City weighs incentives to fill vacant homes

The city of Oneonta is looking to improve housing and neighborhoods through tax incentives and code enforcement, among other avenues.

A housing summit last year identified concerns, and a task force further reviewed issues and identified some projects.

This week, the Oneonta Common Council reviewed proposed local laws and passed resolutions on home rule that would support incentives, such as tax abatements. The five local laws will be laid on the desks of the council at least a week ahead of its Sept. 17 meeting, when a vote is expected and a mayor’s hearing to be set.

Mayor Dick Miller said the proposed legislation is among initiatives the city is taking to encourage owner-occupied residences, particularly single-family homes. Studies have shown that owner-occupancy has a positive impact on neighborhood conditions, he said.

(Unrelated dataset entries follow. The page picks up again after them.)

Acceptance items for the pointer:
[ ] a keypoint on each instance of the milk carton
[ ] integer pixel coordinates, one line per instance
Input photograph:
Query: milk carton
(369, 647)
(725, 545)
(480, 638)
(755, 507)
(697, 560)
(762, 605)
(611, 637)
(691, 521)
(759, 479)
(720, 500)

The city’s Housing Steering Committee has recommended the laws and home rule measures to offer property owners incentives to build or revitalize housing throughout the city, and the measures recently were reviewed recently by the council’s Community Improvement Committee.

Exemptions are limited regarding terms and amounts, focusing on the value added to the property, officials said, and exemptions wouldn’t reduce existing tax revenue.

According to a summary presented to the council, the five proposed laws would encourage:

• Low- or moderate-income housing developed through Housing Trust Fund or Affordable Housing Development Program by reducing the assessment on the value added by 100 percent for 12 years after construction and phasing in the assessment during years 13 to 20.

• New construction and rehabilitation of multiple housing in most zoning districts outside Residential 1 and 2 and the university district by reducing the value added by 100 percent for up to three years during construction and then 12 years after construction and phasing in the assessment during years 13 to 20.

• First-time homeowners to build a new house by reducing the assessment on the value added by 50 percent during the first year after construction and phasing in the assessment during the second through sixth year.